14/06/2023 08h35 Dia Mundial do Doador de Sangue é celebrado nesta quarta-feira (14). Apesar da data, reservas de bolsas costumam ser baixas, conforme os hospitais.
Por G1, Brasil
Bancos de Sangue de Presidente Prudente têm estoques baixos no mês de junho e pedem socorro; veja como doar .

Quantos fatos podem acontecer em 60 minutos? Algumas situações podem mudar o percurso de uma vida inteira. Acidentes, comemorações, fatalidades, atos solidários e outros milhares de acontecimentos. Uma boa ação que dura cerca de 1 hora pode salvar até quatro vidas: a doação de sangue.

Em Presidente Prudente (SP), dois bancos de sangue recebem os interessados de segunda-feira a sábado. Um fica localizado na Santa Casa de Misericórdia e o outro no Hospital Regional Doutor Domingos Leonardo Cerávolo.

Nesta quarta-feira, dia 14 de junho, é celebrado o Dia Mundial do Doador de Sangue. Apesar da data, os estoques de sangue costumam ser baixos, conforme os hospitais.

Segundo a Santa Casa, a unidade costuma coletar 1,5 mil bolsas de sangue por mês. Já o HR, costuma receber de 1 mil a 1,2 mil doadores mensalmente. Porém, no mês de junho, os estoques do Hospital Regional caem para 800 bolsas.

Conforme a coordenadora do Banco de Sangue da Santa Casa, Elaine Negri, entre as razões da queda significativa está o período de férias e as condições climáticas, "já que o mês de junho pode estar associado ao frio e as pessoas tendem a ficar mais em casa".

Na Santa Casa, os tipos sanguíneos O-, O+, A- e B+ são os que apresentam o menor número de bolsas atualmente.
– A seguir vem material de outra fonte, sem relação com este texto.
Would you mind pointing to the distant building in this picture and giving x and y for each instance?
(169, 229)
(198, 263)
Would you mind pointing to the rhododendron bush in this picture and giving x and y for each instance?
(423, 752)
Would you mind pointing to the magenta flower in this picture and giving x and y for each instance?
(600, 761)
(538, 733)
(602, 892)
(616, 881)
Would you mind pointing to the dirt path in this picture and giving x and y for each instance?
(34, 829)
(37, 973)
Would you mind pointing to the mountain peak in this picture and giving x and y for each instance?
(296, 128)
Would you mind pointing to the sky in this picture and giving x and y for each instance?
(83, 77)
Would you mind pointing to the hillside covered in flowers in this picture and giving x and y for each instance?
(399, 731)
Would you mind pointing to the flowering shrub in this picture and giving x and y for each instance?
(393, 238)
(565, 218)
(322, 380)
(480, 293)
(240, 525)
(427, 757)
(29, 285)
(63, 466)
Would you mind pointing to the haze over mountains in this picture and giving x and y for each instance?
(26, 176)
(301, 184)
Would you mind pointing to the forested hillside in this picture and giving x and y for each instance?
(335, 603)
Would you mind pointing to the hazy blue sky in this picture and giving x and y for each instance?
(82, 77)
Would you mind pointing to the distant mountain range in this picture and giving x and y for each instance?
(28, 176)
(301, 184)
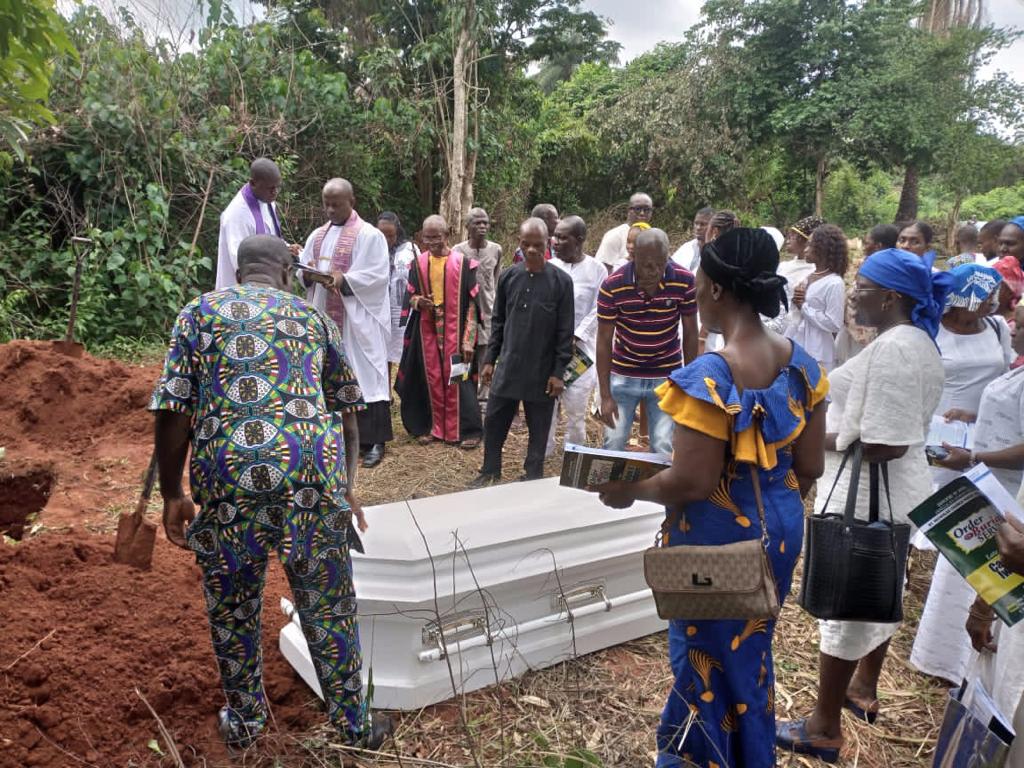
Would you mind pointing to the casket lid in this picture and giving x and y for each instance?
(491, 516)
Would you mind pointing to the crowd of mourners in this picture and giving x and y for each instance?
(740, 346)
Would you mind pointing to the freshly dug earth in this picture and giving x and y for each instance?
(105, 631)
(80, 634)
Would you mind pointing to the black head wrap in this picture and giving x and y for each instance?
(743, 261)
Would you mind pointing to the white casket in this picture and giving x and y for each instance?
(523, 576)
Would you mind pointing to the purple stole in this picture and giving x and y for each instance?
(341, 260)
(253, 204)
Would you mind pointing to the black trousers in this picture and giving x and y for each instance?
(501, 412)
(375, 424)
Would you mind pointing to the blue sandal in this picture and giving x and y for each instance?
(860, 713)
(792, 735)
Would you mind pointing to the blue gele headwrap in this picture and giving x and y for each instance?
(907, 273)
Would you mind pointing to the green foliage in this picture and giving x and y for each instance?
(1000, 203)
(32, 33)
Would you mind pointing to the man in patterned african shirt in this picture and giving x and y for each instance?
(256, 381)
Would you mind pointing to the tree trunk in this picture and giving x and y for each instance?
(907, 210)
(452, 200)
(819, 184)
(951, 222)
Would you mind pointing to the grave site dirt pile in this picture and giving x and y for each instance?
(80, 633)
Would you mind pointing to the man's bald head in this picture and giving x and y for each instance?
(548, 214)
(534, 243)
(264, 179)
(339, 186)
(434, 235)
(569, 236)
(339, 199)
(650, 254)
(641, 208)
(264, 259)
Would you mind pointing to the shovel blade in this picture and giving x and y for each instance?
(136, 538)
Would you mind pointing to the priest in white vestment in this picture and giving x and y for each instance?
(252, 211)
(355, 295)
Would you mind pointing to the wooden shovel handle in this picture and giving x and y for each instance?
(151, 474)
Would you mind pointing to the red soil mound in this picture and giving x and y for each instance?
(109, 629)
(81, 419)
(57, 400)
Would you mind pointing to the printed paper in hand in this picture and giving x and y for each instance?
(584, 466)
(961, 519)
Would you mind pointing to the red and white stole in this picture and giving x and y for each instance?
(341, 260)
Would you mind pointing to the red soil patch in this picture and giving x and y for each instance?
(84, 419)
(71, 699)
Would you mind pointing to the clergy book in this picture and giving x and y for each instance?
(961, 519)
(584, 466)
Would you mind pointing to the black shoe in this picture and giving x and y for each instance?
(238, 733)
(380, 730)
(374, 456)
(484, 479)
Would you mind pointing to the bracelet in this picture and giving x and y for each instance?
(988, 615)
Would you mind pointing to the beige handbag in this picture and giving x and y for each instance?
(728, 581)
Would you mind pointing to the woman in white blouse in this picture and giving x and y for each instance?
(976, 349)
(818, 307)
(998, 442)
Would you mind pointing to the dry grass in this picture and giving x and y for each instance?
(608, 702)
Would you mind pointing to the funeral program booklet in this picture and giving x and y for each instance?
(961, 519)
(584, 466)
(578, 366)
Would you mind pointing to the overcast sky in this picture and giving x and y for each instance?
(639, 26)
(669, 19)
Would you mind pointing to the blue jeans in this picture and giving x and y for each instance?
(629, 392)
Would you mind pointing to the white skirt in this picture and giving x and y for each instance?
(942, 646)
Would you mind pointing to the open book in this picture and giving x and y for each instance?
(584, 466)
(961, 519)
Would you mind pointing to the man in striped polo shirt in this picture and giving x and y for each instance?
(639, 309)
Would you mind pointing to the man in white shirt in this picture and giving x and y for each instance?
(355, 295)
(612, 248)
(588, 274)
(487, 255)
(252, 211)
(688, 255)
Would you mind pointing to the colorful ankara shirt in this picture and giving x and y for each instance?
(263, 378)
(647, 341)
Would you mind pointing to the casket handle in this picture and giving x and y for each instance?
(564, 602)
(455, 630)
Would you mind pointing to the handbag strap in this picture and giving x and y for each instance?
(756, 480)
(850, 514)
(842, 468)
(876, 502)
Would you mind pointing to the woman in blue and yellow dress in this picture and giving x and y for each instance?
(758, 400)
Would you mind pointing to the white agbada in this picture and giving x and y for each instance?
(587, 274)
(236, 224)
(887, 395)
(814, 326)
(688, 255)
(942, 647)
(796, 271)
(612, 248)
(367, 330)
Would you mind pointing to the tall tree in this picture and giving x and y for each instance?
(32, 35)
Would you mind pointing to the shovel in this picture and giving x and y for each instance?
(136, 536)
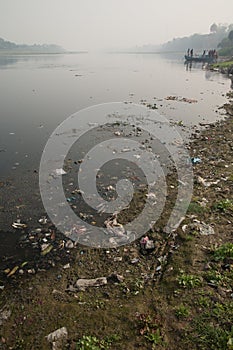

Veja abaixo como contribuir para aumentar o estoque e tornar-se um doador de sangue:

Quem pode e quem não doar?

Para ser um doador é preciso ter entre 16 e 69 anos, desde que a primeira doação tenha sido feita até os 60 anos. Além disso, é necessário pesar mais de 50 quilos e estar em boas condições de saúde. Os menores de idade devem comparecer acompanhados por um responsável.

Inaptidão definitiva

Não podem doar sangue quem teve hepatite B ou C, malária ou sífilis. Além disso, quem é hemofílico, anêmico, portador de diabetes, de chagas, câncer e doenças em geral também não podem ser doadores. Além disso, aqueles que possuem comportamento de risco para doenças transmissíveis pelo sangue não podem contribuir.

Inaptidão temporária

As pessoas que passaram por uma cirurgia ou parto há seis meses, tiveram gripe ou febre nos últimos sete dias, tomaram bebidas alcoólicas há 12 horas e ingeriram alimentos gordurosos 24 horas antes da doação estão restritas temporariamente de doar.

Doadores que foram expostos a situações consideradas de risco para infecções sexualmente transmissíveis (como contato sexual com alguém com teste positivo para HIV) devem esperar 12 meses após o episódio.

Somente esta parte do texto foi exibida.